She took a swing at him with her brass-bound book which, had it connected, might have broken his nose. He accelerated away, but doubt was now strong enough to make him turn into the cathedral car park a hundred yards on.
A sporty red Nissan pulled in behind him. Its driver, a blonde in her late twenties, got out the same time as he did. She was wearing wrap-around shades against the autumn sunlight. She eased them forward on her nose, their eyes met and she gave him a smile. He thought of asking her what day it was but decided against it. This one might have hysterics or spray him with mace, and in any case back along the pavement the little old lady was approaching like the US cavalry. Time to talk to someone official and male.
At the cathedral’s great east door he could see a corpse-faced man in a black cassock acting as commissionaire. No backward collar, so a verger maybe. Or a cross-dressing vampire.
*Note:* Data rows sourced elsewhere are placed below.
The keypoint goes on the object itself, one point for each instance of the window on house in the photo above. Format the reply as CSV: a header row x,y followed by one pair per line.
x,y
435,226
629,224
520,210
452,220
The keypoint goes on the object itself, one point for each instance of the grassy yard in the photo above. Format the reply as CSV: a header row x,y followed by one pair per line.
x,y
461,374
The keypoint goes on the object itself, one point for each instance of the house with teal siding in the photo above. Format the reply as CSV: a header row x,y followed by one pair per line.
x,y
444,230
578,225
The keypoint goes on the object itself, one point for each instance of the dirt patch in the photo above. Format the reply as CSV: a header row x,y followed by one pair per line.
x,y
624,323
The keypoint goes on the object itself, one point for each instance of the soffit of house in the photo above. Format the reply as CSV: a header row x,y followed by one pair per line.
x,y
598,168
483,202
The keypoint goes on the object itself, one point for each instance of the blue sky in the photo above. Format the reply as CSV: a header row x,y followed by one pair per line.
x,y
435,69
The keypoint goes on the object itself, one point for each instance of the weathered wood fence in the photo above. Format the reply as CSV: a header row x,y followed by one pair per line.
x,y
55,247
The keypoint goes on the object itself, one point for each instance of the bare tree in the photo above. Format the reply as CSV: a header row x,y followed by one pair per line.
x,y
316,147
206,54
Dalziel moved towards him. As he entered the shadow of the great building his mind drifted back to a time when he’d been hauled along this street as God on top of a medieval pageant wagon and something like an angel had come floating down from the looming tower…
He pushed the disturbing memory from his mind as he reached the holy doorman.
‘So what’s on this morning, mate?’ he asked breezily.
The man gave him a slightly puzzled look as he replied, ‘Holy Communion now, matins at ten.’
Meant nothing, he reassured himself without conviction. The God-squad had services every day, even if all the congregation they could muster was a couple of geriatrics and a church mouse.
‘Owt special?’ he said. ‘I mean, is it a special Sunday, twenty-second afore Pancake Tuesday or summat?’
He hoped to hear something like, ‘Sunday? You must have had a good weekend. This is Monday!’ But he no longer expected it.
‘No, nothing special, sir. If you want it spelled out, it’s the twentieth after Trinity in Ordinary Time. Are you coming in?’